Senior Justice of Balochistan High Court
- In office 11 May 2011 – 31 August 2018
- Preceded by: Muhammad Noor Meskanzai
- Succeeded by: Jamal Khan Mandokhail

Additional Judge Balochistan High Court
- In office 7 September 2009 – 10 May 2011

Chairperson of Balochistan Services Tribunal
- In office 10 July 2009 – 6 September 2009

Member Balochistan Services Tribunal
- In office 22 October 1998 – 6 September 2009

District and Sessions Judge
- In office 27 February 1996 – 21 October 1998

Senior Civil Judge
- In office 29 June 1987 – 26 February 1991

Civil Judge
- In office 1982 – 26 February 1991

Personal details
- Born: 5 October 1957 (age 68) Quetta, Balochistan, Pakistan
- Parent: Syed Imtiaz Hussain Baqri Hanafi (father)
- Alma mater: Cantonment Public School, Quetta Government Girls College, Quetta University of Balochistan (MA) University Law College, Quetta (LL.B)

= Tahira Safdar =

Pakistani jurist

Syeda Tahira Safdar (سیدہ طاہرہ صفدر; born 5 October 1957) is a retired Pakistani jurist who served as the Chief Justice of Balochistan High Court.

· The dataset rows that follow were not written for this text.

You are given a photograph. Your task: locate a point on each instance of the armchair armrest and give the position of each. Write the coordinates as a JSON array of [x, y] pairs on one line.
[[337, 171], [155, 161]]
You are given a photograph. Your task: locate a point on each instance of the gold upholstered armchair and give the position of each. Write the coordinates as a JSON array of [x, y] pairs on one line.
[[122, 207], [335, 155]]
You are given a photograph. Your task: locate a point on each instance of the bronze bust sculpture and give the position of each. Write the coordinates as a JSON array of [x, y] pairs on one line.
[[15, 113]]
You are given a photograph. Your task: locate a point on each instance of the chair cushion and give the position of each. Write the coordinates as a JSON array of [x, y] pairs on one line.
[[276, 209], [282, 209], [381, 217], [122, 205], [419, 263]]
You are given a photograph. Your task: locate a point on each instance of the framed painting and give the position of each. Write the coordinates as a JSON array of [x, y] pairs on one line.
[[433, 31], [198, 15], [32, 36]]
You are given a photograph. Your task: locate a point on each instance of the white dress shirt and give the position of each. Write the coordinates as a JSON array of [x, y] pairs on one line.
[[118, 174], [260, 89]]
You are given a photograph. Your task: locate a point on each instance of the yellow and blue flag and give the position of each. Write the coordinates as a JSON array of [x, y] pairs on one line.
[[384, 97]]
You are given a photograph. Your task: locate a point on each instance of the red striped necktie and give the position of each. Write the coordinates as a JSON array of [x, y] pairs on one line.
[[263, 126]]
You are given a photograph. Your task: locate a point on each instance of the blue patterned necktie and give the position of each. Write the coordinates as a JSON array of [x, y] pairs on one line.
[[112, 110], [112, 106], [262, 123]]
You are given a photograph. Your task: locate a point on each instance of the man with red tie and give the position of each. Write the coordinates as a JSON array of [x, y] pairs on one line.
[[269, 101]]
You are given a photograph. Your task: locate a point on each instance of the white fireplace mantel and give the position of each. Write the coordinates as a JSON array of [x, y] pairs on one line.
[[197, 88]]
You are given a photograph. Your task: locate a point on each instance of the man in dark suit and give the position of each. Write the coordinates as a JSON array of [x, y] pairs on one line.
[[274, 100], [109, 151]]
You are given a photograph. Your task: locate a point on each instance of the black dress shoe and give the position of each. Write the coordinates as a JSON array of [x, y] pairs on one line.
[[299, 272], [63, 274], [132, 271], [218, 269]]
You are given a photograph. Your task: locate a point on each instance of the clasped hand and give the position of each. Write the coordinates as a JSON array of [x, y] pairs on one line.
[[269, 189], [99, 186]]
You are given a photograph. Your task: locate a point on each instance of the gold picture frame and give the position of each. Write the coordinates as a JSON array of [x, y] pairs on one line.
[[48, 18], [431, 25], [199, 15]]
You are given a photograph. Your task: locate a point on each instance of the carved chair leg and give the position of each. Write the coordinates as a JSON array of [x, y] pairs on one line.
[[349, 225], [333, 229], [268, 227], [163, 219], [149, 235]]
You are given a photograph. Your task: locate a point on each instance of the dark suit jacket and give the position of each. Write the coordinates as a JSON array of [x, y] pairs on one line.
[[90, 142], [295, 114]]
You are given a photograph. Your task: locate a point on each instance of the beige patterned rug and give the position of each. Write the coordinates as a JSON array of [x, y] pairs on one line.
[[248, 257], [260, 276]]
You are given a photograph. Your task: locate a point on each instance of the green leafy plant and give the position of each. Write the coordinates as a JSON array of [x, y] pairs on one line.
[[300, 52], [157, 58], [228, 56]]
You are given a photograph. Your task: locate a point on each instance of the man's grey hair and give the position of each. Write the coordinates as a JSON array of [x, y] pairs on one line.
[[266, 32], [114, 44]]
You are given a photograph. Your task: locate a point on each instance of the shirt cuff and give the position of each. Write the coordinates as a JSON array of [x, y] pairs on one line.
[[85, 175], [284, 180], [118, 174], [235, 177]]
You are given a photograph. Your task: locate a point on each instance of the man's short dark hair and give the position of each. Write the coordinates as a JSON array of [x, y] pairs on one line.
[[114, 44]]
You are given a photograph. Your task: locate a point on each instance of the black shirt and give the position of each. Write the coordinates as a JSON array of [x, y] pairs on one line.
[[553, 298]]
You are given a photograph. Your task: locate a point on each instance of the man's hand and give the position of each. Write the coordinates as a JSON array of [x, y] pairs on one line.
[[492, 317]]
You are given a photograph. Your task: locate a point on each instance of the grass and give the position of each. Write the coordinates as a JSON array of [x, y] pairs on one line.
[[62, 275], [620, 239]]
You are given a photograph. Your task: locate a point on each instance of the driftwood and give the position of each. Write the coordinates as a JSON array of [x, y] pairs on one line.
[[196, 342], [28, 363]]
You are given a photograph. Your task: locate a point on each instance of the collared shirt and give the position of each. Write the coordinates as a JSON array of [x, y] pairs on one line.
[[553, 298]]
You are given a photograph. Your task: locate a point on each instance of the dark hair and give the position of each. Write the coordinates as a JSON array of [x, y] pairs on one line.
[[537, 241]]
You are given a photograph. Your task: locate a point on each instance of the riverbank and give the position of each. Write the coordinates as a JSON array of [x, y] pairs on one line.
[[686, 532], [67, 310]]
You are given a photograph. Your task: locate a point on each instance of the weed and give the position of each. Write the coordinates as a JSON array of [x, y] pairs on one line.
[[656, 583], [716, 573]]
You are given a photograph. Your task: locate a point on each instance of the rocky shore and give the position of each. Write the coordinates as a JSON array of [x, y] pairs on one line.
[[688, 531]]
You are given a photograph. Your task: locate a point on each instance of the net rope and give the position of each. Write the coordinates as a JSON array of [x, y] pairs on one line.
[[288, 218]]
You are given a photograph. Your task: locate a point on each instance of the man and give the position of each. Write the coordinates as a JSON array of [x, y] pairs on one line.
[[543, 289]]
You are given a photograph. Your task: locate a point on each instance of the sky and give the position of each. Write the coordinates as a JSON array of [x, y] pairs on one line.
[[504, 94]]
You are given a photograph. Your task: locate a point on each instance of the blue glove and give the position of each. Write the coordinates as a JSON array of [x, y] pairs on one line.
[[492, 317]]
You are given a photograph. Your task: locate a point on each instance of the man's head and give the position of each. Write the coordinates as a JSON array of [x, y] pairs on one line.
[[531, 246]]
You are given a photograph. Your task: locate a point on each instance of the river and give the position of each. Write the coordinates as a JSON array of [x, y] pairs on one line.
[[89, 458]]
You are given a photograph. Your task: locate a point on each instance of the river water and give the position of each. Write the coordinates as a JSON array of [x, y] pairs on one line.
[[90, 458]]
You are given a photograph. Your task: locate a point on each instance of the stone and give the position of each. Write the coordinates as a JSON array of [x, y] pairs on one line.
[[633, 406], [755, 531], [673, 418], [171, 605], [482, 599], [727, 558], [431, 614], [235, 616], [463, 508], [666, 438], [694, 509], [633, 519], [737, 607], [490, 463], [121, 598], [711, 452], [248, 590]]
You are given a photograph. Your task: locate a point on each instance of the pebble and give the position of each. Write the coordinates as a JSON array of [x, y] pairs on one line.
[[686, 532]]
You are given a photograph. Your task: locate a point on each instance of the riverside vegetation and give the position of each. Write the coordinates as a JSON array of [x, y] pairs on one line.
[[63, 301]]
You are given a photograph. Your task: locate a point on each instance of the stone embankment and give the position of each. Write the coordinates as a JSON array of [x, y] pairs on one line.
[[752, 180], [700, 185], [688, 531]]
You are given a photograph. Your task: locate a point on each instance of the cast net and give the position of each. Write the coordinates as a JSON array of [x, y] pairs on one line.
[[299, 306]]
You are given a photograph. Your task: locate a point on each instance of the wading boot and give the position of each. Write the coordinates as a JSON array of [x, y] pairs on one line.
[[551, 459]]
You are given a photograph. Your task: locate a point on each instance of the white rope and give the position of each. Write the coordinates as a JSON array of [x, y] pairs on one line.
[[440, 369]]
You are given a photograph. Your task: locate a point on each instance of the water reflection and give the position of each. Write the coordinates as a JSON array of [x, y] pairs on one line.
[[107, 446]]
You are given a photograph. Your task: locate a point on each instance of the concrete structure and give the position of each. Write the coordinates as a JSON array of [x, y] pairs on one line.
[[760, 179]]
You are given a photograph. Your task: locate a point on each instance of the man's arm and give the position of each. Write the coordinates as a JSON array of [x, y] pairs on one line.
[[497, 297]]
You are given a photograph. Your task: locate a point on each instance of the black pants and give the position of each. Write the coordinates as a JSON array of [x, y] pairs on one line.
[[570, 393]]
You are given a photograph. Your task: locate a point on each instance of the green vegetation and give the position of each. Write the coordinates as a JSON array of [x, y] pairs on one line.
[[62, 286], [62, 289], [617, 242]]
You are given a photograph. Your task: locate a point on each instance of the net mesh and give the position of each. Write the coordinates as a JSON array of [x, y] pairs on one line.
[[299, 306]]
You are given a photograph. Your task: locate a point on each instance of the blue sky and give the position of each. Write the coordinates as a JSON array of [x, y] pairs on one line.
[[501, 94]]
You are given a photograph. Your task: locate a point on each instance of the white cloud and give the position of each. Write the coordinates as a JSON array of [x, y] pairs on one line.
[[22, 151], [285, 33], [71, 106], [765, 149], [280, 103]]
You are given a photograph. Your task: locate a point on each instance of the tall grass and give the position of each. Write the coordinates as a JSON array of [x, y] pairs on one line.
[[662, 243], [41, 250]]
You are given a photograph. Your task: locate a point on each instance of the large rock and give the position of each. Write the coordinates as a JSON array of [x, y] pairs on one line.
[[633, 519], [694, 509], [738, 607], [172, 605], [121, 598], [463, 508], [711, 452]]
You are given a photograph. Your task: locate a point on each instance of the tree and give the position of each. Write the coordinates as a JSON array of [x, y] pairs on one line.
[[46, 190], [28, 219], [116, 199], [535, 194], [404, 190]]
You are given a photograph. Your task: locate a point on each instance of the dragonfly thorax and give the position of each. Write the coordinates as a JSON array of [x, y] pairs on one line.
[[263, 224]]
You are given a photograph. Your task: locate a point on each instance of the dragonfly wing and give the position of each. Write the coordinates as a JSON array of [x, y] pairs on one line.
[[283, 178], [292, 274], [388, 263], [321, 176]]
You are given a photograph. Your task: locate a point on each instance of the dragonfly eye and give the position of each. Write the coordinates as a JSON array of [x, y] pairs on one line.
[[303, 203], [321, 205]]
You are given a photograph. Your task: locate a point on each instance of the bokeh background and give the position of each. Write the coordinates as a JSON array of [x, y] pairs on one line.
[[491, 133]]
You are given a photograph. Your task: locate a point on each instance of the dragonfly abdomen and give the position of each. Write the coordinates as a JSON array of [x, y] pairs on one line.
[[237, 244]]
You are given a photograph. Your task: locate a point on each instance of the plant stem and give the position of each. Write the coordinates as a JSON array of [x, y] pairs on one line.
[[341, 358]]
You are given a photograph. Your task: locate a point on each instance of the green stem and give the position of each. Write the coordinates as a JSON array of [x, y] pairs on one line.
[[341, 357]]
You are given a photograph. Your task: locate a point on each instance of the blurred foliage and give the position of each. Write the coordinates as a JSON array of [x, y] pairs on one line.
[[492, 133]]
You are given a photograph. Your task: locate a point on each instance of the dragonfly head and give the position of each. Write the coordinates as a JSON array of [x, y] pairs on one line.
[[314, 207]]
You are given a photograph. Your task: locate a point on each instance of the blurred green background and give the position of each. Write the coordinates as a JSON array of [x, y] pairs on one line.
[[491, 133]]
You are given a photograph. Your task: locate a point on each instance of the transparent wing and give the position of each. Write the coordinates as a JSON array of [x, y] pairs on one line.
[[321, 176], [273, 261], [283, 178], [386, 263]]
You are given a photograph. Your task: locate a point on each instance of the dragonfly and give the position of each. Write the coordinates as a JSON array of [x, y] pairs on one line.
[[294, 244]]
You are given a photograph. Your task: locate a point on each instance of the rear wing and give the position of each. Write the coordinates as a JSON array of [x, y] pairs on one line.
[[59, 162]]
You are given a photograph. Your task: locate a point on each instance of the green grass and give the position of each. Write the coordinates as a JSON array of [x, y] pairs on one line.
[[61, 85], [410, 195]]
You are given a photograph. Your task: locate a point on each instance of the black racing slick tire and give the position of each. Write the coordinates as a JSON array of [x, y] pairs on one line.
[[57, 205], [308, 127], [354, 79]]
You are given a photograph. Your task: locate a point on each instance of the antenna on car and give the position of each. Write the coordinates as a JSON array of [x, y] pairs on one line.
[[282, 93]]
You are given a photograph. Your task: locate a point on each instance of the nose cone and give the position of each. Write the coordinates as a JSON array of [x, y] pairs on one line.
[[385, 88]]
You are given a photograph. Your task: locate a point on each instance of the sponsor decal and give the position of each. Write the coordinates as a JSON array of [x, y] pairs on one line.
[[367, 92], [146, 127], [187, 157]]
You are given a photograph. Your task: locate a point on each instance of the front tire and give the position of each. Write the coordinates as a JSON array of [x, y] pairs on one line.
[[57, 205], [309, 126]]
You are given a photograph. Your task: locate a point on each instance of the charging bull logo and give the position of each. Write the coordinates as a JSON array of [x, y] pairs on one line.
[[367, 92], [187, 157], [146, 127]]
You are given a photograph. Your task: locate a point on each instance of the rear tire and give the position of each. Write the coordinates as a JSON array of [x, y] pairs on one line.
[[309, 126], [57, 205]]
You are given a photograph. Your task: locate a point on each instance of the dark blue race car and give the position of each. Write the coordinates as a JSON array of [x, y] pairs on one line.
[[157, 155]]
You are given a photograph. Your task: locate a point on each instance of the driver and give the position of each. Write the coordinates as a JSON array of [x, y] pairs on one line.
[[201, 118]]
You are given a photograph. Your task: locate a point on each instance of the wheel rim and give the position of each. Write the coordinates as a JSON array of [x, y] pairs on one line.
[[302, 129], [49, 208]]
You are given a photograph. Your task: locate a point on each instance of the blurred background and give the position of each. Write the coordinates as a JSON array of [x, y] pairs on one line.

She became the first female chief justice of any high court in the history of Pakistan. Her nomination as chief justice of Balochistan High Court was confirmed by the Chief Justice of Pakistan on 23 July 2018. On the provincial level, she has the honor of being the first lady in all posts she served in her life including being the first female civil judge in Balochistan in 1982.

==Early life and education==
She was born on 5 October 1957 in Quetta, Pakistan. Her father, Syed Imtiaz Hussain Baqri Hanafi, was a lawyer by profession. She completed her primary education from Cantonment Public School, Quetta, bachelor's degree from Government Girls College, Quetta, masters in Urdu literature from University of Balochistan and in 1980, a law degree from University Law College, Quetta.

==Judicial career==
In 1982, she became the first female civil judge of Balochistan. She passed the Balochistan Public Service Commission examination and was promoted to senior civil judge on 29 June 1987. She went on to become an additional district and sessions judge on 27 February 1991 and then as a full-fledged district and sessions judge on 1 March 1996. She also presided the Labor Court. She first became the member on 22 October 1998 and then the chairperson on 10 July 2009 of Balochistan Services Tribunal. She was elevated as an additional judge of Balochistan High Court on 7 September 2009. She became the judge of Balochistan High Court on 11 May 2011. In 2012, she attended a training in The Hague, Netherlands on the topic of International Law for Justice on Meeting International Human Rights Standards in Criminal Proceedings. She has been part of numerous other international conferences on topic of law throughout her judicial career. She has been serving as a member of the Administration Committee, the Promotion Committee and the Committee which drafts and examines the rules and their particulars and which also drafts regulations, circulars and notifications. She was confirmed to be the Chief Justice of Balochistan High Court on 23 July 2018 and took charge as such on 1 September 2018. In her capacity in this post, she became the first female chief justice of any court in Pakistan.

She is hearing the high treason case against former dictator Pervez Musharraf as part of a three-member special court which was approved by former prime minister Nawaz Sharif on 19 November 2013.